The Adventure Pass episodes are polarizing for many, and I can see why. On the one hand, Episode Six stars YouTubers as characters and feels incredibly hokey, and, were it not for properly setting up Episode Seven, is quite forgettable. On the other hand, there is a natural continuity that is extended to the very end of Episode Eight, and I didn’t feel like it was hastily slapped together DLC. It really came across like a continuation of what was happening to Jesse and the gang, and Episode Eight gives a more satisfying ending than Episode Five did. Five felt like it just wanted to set up more chapters, whereas, if I never played again after Eight, the questions I had were answered and everything was wrapped up. It was a satisfying read. It took me two full days of playing (so that I could properly rest and hydrate) and it was rewarding overall.
The only rub with Minecraft Story Mode is how much you, the player, get engaged with the characters and storyline. Telltale has put a massive amount of work into this, working hand in hand with Mojang, to ensure a great game that only gets better if you’re interested in going back and seeing how things could have been different. In that aspect, it’s natural that this game is the third largest in my library (behind Mario Kart and Disgaea) and is easily worth the price tag, since it’s technically eight games in one. On the other, if you are bored by the plotline, or dislike Jesse, or generally don’t like Minecraft, you’re left holding a huge amount of muck that you don’t necessarily want to deal with. Having said that, I don’t know how you could not like this game. Episode one is a massive hook of entertainment, action and great homages. The subsequent chapters can be a bit dramatic, but there’s enough eccentricity injected to keep things from getting too dark and lively (although the ending of Episode Four broke my heart).

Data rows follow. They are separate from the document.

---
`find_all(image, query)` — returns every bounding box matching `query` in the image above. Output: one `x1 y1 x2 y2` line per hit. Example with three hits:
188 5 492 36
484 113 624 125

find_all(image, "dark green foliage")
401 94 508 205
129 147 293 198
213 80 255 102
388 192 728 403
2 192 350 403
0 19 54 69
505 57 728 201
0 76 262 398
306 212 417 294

It’s damn impressive the level of maturity and connection that has been put into Minecraft Story Mode, and I think this was an incredibly wise move of Telltale to make this their first title onto the Switch. It’s fresh, it’s fun, it’s got a ton of gameplay and it helps highlight the new season two that is ongoing on Steam. I would really like to see some effort into motion controls for the future, but, if they cannot or will not, I’ll still eagerly buy up their next entry. I deeply appreciate what Telltale Games does with their artistry and, truth be told, I’m already excited over what they could bring next to the Nintendo Switch.